This is frustrating because as someone from the left who has an insight into the political right, I know both sides care about poverty and inequality. Granted, they have very different ideas on how to solve the problem, and the right are more accepting that there will always be some level of inequality (not to be confused with poverty) in society.

Some on the left, however, need to get better at challenging their own narratives about how the problem came to be in the first place. Condensed down to its simplest form, their story goes like this: the economic reforms of the 1980s, and capitalism in general, has made the rich richer at the expense of the poor.

The reasons the right get frustrated with this narrative are manifold, but here is just one.

When people point the finger at people who have worked hard, and tell them that their success is making the poor even poorer, whether that is true or not, they stop listening. I understand that on balance, people who do well in life got a better start, but there exists the presumption that this wealth was stolen, not created.

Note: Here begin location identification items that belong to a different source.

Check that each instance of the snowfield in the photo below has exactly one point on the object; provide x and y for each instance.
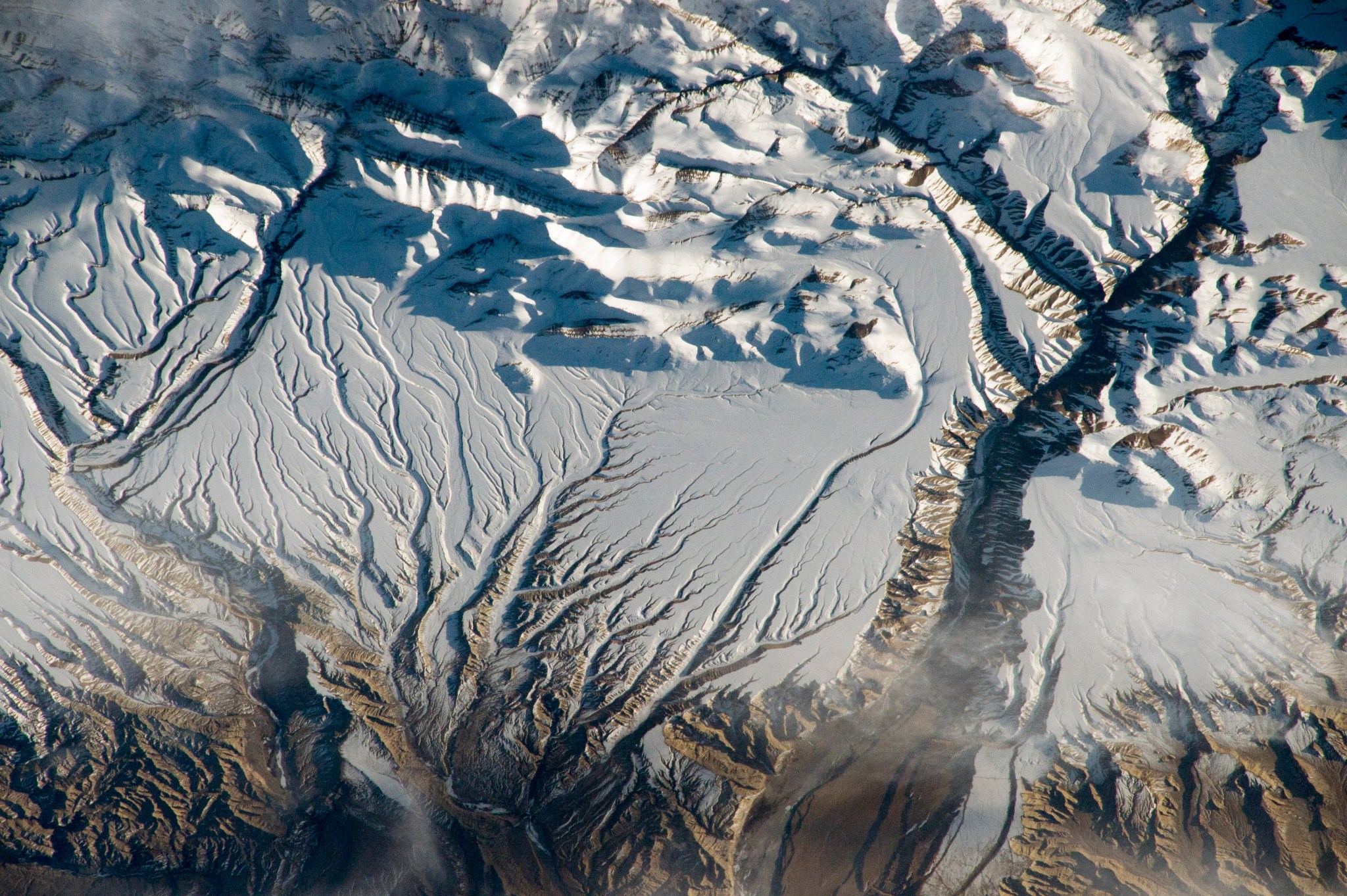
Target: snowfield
(672, 447)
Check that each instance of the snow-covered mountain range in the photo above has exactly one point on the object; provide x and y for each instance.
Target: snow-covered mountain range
(672, 447)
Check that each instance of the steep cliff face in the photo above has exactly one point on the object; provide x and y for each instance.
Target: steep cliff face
(666, 448)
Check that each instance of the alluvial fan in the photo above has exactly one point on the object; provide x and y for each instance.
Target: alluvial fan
(666, 447)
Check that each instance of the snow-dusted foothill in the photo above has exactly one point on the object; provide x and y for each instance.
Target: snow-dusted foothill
(581, 447)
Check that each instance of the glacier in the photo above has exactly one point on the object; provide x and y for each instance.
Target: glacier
(672, 446)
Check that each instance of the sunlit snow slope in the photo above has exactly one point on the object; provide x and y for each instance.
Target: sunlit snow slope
(672, 447)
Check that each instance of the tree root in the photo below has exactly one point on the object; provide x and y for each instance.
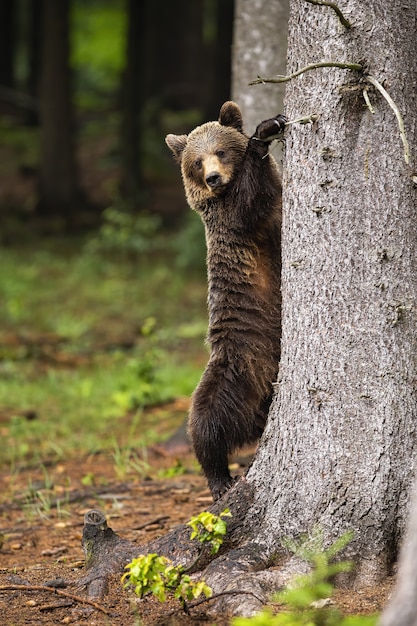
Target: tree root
(106, 553)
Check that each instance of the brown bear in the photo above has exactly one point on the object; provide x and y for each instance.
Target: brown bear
(234, 184)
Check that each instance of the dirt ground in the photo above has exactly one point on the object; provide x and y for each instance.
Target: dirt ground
(40, 536)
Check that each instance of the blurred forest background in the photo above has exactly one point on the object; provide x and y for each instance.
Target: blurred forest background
(102, 265)
(89, 89)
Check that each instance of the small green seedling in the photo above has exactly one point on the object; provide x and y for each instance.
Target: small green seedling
(209, 528)
(156, 574)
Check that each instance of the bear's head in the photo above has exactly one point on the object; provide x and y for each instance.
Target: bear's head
(210, 155)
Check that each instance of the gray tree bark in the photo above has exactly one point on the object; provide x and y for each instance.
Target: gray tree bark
(259, 48)
(402, 608)
(339, 447)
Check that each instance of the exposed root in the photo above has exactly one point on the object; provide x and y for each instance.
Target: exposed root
(106, 553)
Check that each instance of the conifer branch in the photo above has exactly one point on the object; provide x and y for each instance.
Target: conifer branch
(373, 81)
(332, 5)
(357, 67)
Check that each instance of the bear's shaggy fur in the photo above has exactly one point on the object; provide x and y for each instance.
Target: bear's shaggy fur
(234, 184)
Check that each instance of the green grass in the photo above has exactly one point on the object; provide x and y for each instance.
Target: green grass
(88, 342)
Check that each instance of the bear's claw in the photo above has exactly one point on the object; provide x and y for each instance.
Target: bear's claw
(271, 129)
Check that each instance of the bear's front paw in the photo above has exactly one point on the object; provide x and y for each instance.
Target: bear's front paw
(271, 129)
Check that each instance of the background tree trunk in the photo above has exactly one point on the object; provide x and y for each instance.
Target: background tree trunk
(259, 48)
(59, 193)
(340, 441)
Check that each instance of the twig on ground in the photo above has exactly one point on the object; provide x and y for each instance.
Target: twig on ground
(332, 5)
(357, 67)
(58, 592)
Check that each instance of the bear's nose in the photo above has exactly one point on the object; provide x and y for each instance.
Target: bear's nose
(213, 179)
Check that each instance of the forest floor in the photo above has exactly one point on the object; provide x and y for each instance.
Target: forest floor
(42, 512)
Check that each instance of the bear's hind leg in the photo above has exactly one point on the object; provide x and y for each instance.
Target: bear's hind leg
(216, 427)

If anything, we need to take a long-term view and seriously tackle equality of opportunity through education. The reality in the meantime, however, is that people who have made the most of what life has given them don’t want to hear they are evil capitalists exploiting the poor. Most are just trying to make a good life for their own families.

If the left really wants to make a difference to reducing inequality and poverty, before even debating solutions, it is time for those who hold stale narratives to change it up. Stop assuming the right is out to exploit the poor.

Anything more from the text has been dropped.